A few years down the line, sales <> marketing convergence projects haven’t brought utopia for tech marketing or sales. Marketing and sales teams continue to try to squash each other while they vie for control over the marketing and sales funnel, whether that’s ownership of the SDR/ BDR roles, or the right to define lead scoring methods. But now with the addition of an over-reliance on tech to pick up the slack.
Does this sound too familiar for comfort?
What should be happening to align sales & marketing teams
- Accept that sales <> marketing rivalry is healthy: Instead of trying to force harmony between the teams, management should take into account that competitive environments are not always detrimental to goal achievement. The opposite is often true. Keeping a healthy competitive environment adds excitement and purpose for many sales folks and marketers. It’s in their DNA.
- Insist on continuous testing of processes, scoring and lead scoring as part of the sales <> marketing alignment: Aiming to reach the perfect process or scoring that transitions a lead from first touch point to MQL >>> SQL >> Opp >> a customer, is futile.
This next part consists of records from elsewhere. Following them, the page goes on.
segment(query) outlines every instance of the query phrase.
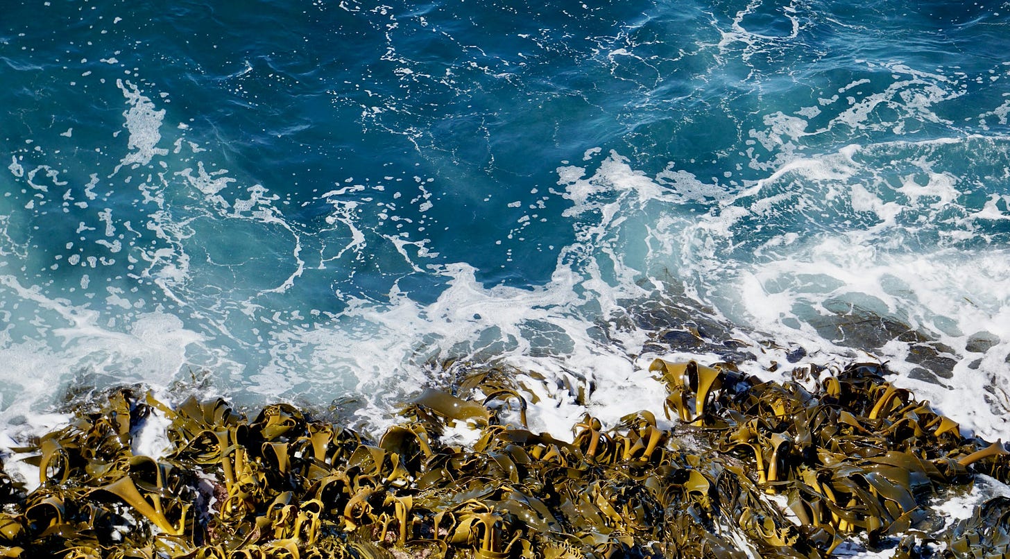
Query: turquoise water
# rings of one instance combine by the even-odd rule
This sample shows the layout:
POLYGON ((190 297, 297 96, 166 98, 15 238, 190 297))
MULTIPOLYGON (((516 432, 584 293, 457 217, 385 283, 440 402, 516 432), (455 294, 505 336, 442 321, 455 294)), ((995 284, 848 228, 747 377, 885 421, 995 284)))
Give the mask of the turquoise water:
POLYGON ((200 370, 381 414, 446 359, 605 406, 673 352, 891 359, 1010 435, 1006 3, 4 12, 7 421, 200 370))

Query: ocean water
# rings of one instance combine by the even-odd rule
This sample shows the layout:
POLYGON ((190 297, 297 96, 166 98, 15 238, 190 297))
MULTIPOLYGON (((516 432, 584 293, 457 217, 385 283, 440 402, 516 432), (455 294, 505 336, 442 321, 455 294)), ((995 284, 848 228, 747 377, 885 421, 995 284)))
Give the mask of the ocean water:
POLYGON ((492 365, 549 430, 662 355, 886 360, 1010 438, 1010 3, 541 4, 4 1, 4 429, 492 365))

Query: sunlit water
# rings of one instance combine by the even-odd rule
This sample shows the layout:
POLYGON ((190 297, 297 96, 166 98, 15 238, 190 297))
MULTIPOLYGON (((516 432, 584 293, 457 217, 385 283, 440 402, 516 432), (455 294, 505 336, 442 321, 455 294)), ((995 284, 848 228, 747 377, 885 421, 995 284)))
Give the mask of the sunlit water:
POLYGON ((549 429, 662 354, 1010 437, 1006 3, 10 4, 8 424, 201 371, 381 423, 454 360, 549 429))

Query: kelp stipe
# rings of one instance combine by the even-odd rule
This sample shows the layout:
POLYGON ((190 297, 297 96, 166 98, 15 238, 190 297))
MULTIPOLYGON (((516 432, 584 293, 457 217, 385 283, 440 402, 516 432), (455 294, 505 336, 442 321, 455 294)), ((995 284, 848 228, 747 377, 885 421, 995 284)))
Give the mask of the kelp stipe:
POLYGON ((571 443, 510 426, 516 411, 526 425, 522 387, 486 371, 457 395, 425 389, 378 442, 287 404, 249 421, 222 400, 173 409, 116 392, 17 449, 41 483, 23 494, 0 477, 0 557, 735 558, 744 546, 816 558, 902 534, 900 558, 935 541, 949 557, 1010 551, 1001 498, 916 536, 937 489, 1005 480, 1010 454, 962 437, 882 365, 812 392, 725 363, 649 370, 669 387, 672 429, 645 411, 612 428, 586 415, 571 443), (172 448, 134 456, 153 410, 172 448), (480 431, 472 448, 441 440, 451 422, 480 431))

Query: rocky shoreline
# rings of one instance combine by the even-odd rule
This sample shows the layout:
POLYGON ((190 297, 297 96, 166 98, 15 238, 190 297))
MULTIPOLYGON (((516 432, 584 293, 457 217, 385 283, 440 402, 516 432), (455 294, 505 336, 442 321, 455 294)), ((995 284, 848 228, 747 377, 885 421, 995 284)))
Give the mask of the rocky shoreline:
POLYGON ((530 432, 494 371, 423 392, 376 439, 287 404, 249 418, 109 390, 14 449, 38 484, 0 473, 0 557, 814 558, 853 538, 897 558, 1010 552, 1010 499, 956 523, 928 507, 1006 481, 1004 446, 963 436, 884 365, 785 382, 725 362, 650 371, 672 424, 587 415, 572 442, 530 432), (134 453, 156 415, 171 448, 134 453), (444 436, 462 426, 476 442, 444 436))

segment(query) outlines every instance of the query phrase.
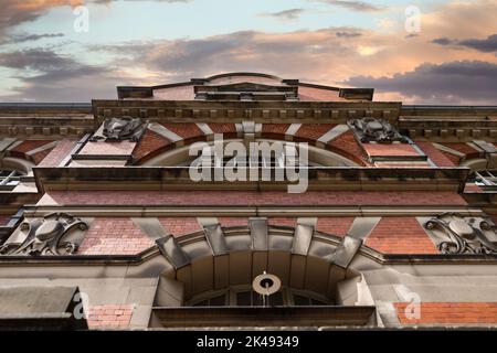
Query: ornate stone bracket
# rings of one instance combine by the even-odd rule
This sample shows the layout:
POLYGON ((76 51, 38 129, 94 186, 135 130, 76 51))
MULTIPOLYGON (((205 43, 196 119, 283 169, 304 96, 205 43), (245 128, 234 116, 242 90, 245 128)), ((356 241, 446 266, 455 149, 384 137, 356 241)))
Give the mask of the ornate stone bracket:
POLYGON ((408 142, 405 137, 389 121, 377 118, 360 118, 348 121, 348 126, 356 132, 359 140, 363 143, 379 142, 392 143, 394 141, 408 142))
POLYGON ((103 135, 95 135, 91 140, 99 141, 138 141, 148 127, 148 121, 140 118, 107 118, 104 121, 103 135))
POLYGON ((62 238, 76 227, 86 231, 88 225, 67 213, 51 213, 23 222, 20 229, 28 234, 24 240, 7 242, 0 247, 0 255, 72 255, 77 252, 78 244, 62 242, 62 238))
POLYGON ((491 232, 493 226, 483 218, 465 218, 456 213, 444 213, 431 218, 424 224, 432 232, 440 232, 444 238, 437 242, 443 254, 495 254, 497 242, 491 242, 485 233, 491 232))

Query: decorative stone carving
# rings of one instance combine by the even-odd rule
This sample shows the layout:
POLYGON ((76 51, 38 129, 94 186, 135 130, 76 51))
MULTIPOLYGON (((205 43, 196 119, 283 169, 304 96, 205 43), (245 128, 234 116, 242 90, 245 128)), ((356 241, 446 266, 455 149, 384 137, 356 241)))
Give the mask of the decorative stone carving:
POLYGON ((67 213, 51 213, 43 218, 36 218, 21 224, 21 231, 27 233, 24 240, 7 243, 0 247, 1 255, 72 255, 78 245, 62 242, 72 229, 78 227, 86 231, 86 222, 67 213))
POLYGON ((393 141, 408 142, 405 137, 396 131, 389 121, 377 118, 360 118, 349 120, 349 127, 355 130, 361 142, 371 141, 392 143, 393 141))
POLYGON ((493 226, 483 218, 465 218, 455 213, 445 213, 431 218, 424 225, 426 229, 442 232, 444 239, 438 242, 443 254, 495 254, 497 242, 491 242, 486 233, 495 236, 493 226))
POLYGON ((140 118, 107 118, 104 121, 103 136, 94 136, 92 141, 103 139, 108 141, 138 141, 147 126, 148 121, 142 121, 140 118))

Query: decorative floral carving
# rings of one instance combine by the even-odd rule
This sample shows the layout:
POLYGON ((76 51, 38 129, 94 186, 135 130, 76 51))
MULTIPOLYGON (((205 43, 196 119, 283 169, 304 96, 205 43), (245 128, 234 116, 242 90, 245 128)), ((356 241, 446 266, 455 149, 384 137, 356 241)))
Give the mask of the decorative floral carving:
POLYGON ((1 255, 71 255, 77 252, 77 244, 62 242, 72 229, 86 231, 88 225, 67 213, 51 213, 43 218, 23 222, 21 231, 28 233, 19 243, 7 243, 0 247, 1 255))
POLYGON ((393 141, 406 142, 405 137, 400 135, 396 129, 384 119, 361 118, 350 120, 349 127, 352 128, 361 142, 371 141, 379 143, 392 143, 393 141))
POLYGON ((147 129, 148 122, 140 118, 123 117, 107 118, 104 121, 103 136, 94 136, 93 141, 107 139, 108 141, 138 141, 147 129))
POLYGON ((483 218, 464 218, 455 213, 445 213, 425 223, 426 229, 441 231, 446 240, 438 243, 444 254, 496 254, 497 242, 491 242, 485 232, 494 232, 483 218))

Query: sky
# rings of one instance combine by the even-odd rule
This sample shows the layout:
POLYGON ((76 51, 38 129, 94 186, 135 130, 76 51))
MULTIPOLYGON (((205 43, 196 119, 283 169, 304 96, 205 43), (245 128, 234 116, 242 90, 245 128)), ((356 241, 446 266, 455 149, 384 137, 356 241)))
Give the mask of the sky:
POLYGON ((497 105, 497 0, 0 0, 0 101, 225 72, 497 105))

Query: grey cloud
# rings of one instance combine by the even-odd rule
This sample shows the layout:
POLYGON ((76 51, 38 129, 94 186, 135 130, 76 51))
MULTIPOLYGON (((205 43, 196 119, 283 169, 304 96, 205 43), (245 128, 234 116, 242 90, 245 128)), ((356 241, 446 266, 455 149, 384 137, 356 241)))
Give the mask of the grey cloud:
POLYGON ((374 6, 372 3, 368 3, 364 1, 355 1, 355 0, 308 0, 313 2, 324 2, 331 6, 341 7, 348 10, 361 11, 361 12, 376 12, 382 11, 384 8, 374 6))
POLYGON ((0 66, 15 69, 54 71, 77 65, 73 58, 59 55, 51 50, 30 49, 0 53, 0 66))
POLYGON ((337 32, 336 35, 338 38, 358 38, 358 36, 361 36, 362 33, 360 33, 360 32, 337 32))
POLYGON ((0 53, 0 66, 13 69, 20 85, 3 101, 88 101, 115 97, 115 86, 123 83, 114 69, 80 63, 45 49, 0 53), (34 74, 33 74, 34 71, 34 74))
POLYGON ((425 63, 393 77, 356 76, 346 84, 419 97, 423 103, 497 104, 497 65, 482 61, 425 63))
POLYGON ((305 9, 289 9, 289 10, 284 10, 284 11, 279 11, 279 12, 262 13, 261 15, 272 17, 275 19, 283 19, 283 20, 297 20, 300 17, 300 14, 303 14, 305 11, 306 11, 305 9))
MULTIPOLYGON (((202 40, 106 45, 91 50, 114 53, 120 63, 142 63, 149 69, 178 73, 178 78, 223 71, 272 71, 292 76, 306 75, 309 67, 324 65, 321 54, 348 55, 353 49, 343 45, 337 32, 321 30, 289 35, 266 35, 254 31, 235 32, 202 40)), ((350 31, 352 32, 352 31, 350 31)), ((126 65, 126 64, 123 64, 126 65)))
POLYGON ((4 44, 20 44, 24 42, 34 42, 43 39, 63 38, 63 33, 45 33, 45 34, 12 34, 0 41, 0 45, 4 44))
POLYGON ((440 38, 432 41, 440 45, 457 45, 477 50, 483 53, 497 52, 497 34, 489 35, 484 40, 468 39, 468 40, 451 40, 447 38, 440 38))

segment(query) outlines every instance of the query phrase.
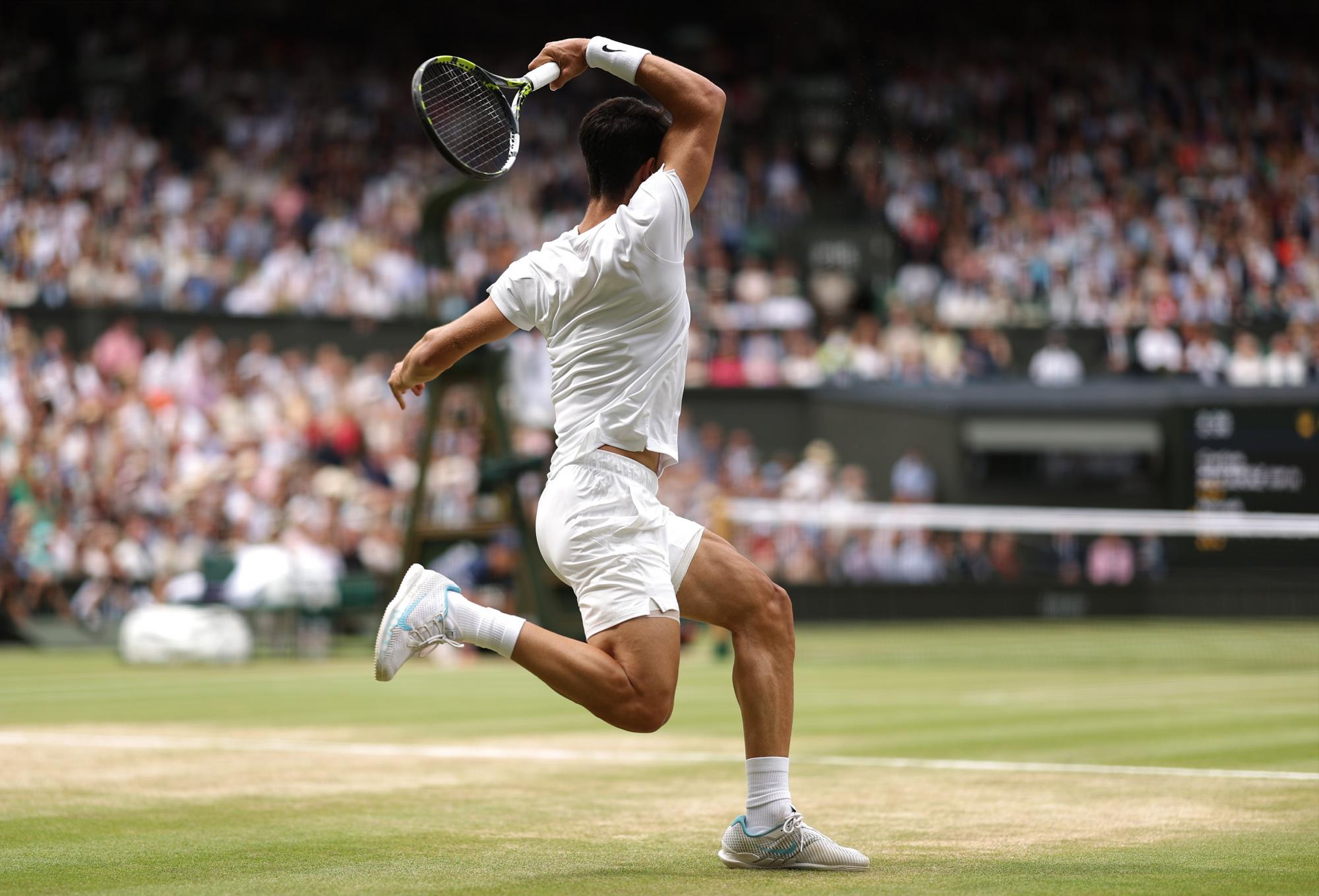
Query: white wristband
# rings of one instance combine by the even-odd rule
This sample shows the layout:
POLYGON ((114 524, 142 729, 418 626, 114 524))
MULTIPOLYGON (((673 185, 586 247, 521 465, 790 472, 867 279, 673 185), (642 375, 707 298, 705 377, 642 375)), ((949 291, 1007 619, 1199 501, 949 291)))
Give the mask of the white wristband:
POLYGON ((592 69, 604 69, 629 84, 636 84, 637 69, 648 53, 650 50, 642 50, 640 46, 596 36, 586 45, 586 63, 592 69))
There will be multiple ways to reach this conversion and what works once for a specific campaign in a specific timeframe for specific buyers may not work again. Keep testing and analyzing. If you do this well, patterns (and gaps) will emerge, but this takes time.
- Don’t force sales and marketing teams into one department: You may be saving money in the short term by having one head but this will cause more tension than harmony. In the medium to long term you will be splitting them up and reverse engineering.